Re: pg_collation.collversion for C.UTF-8

From: Thomas Munro <thomas(dot)munro(at)gmail(dot)com>
To: Jeff Davis <pgsql(at)j-davis(dot)com>
Cc: Daniel Verite <daniel(at)manitou-mail(dot)org>, pgsql-hackers(at)postgresql(dot)org
Subject: Re: pg_collation.collversion for C.UTF-8
Date: 2023-06-22 21:22:19
Message-ID: CA+hUKGK-wJoNsCr3vU-vfCp2X0eKH3+THzEbcbJ_UKxp0kLB=g@mail.gmail.com
Views: Raw Message | Whole Thread | Download mbox | Resend email
Thread:
Lists: pgsql-hackers

On Tue, Jun 20, 2023 at 6:48 AM Jeff Davis <pgsql(at)j-davis(dot)com> wrote:
> On Sat, 2023-06-17 at 17:54 +1200, Thomas Munro wrote:
> > > Would it be correct to interpret LC_COLLATE=C.UTF-8 as
> > > LC_COLLATE=C,
> > > but leave LC_CTYPE=C.UTF-8 as-is?
> >
> > Yes. The basic idea, at least for these two OSes, is that every
> > category behaves as if set to C, except LC_CTYPE.
>
> If that's true, and we version C.UTF-8, then users could still get the
> behavior they want, a stable collation order, and benefit from the
> optimized code path by setting LC_COLLATE=C and LC_CTYPE=C.UTF-8.
>
> The only caveat is to be careful with things that depend on ctype in
> indexes and constraints. While still a problem, it's a smaller problem
> than unversioned collation.
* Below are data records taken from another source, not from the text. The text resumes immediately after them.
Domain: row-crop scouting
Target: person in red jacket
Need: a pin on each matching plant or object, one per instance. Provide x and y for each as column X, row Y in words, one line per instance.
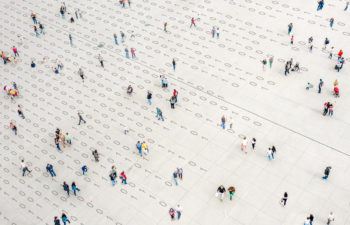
column 340, row 53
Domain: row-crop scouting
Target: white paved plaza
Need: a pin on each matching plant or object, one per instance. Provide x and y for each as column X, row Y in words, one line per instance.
column 214, row 77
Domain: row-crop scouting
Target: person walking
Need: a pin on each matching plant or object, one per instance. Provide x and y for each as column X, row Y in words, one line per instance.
column 290, row 28
column 100, row 59
column 66, row 187
column 65, row 219
column 178, row 210
column 84, row 169
column 115, row 39
column 175, row 177
column 244, row 145
column 174, row 64
column 331, row 215
column 159, row 114
column 81, row 74
column 284, row 199
column 80, row 118
column 270, row 61
column 20, row 111
column 123, row 177
column 70, row 39
column 223, row 122
column 331, row 22
column 320, row 85
column 165, row 27
column 95, row 155
column 253, row 143
column 13, row 127
column 231, row 192
column 56, row 221
column 24, row 168
column 149, row 97
column 220, row 192
column 75, row 188
column 327, row 172
column 193, row 22
column 49, row 169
We should think a little more about solving
> it, because I think there's a strong case to be made that a default
> collation of C and a database ctype of something else is a good
> combination (it makes less sense for a case-insensitive collation, but
> those aren't allowed as a default collation).
>
> In any case, we're better off following the rule "version anything that
> goes to any external provider, period". And by "version", I really mean
> a best effort, because we don't always have great information, but I
> think it's better to record what we do have than not. We have just seen
> too many examples of weird behavior. On top of that, it's simply
> inconsistent to assume that C=C.UTF-8 for collation version, but not
> for the collation implementation.

Yeah, OK, you're convincing me. It's hard to decide because our model
is basically wrong so it's only warning you about potential ctype
changes by happy coincidence, but even in respect of sort order it was
probably a mistake to start second-guessing what libc is doing, and
with that observation about the C/C.UTF-8 combination, at least an
end-user has a way to opt in/out of this choice. I'll try to write a
concise commit message for Daniel's patch explaining all this and we
can see about squeaking it into beta2.

> Use rs might get frustrated that the collation for C.UTF-8 is versioned,
> of course. But I don't think it will affect anyone for quite some time,
> because existing users will have a datcollversion=NULL; so they won't
> get the warnings until they refresh the versions (or create new
> collations/databases), and then after that upgrade libc. Right? So they
> should have time to adjust to use LC_COLLATE=C if that's what they
> want.

Yeah.

> An alternative would be to define lc_collate_is_c("C.UTF-8") == true
> while leaving lc_ctype_is_c("C.UTF-8") == false and
> get_collation_actual_version("C.UTF-8") == NULL. In that case we would
> not be passing it to an external provider, so we don't have to version
> it. But that might be a little too magical and I'm not inclined to do
> that.

Agreed, let's not do any more of that sort of thing.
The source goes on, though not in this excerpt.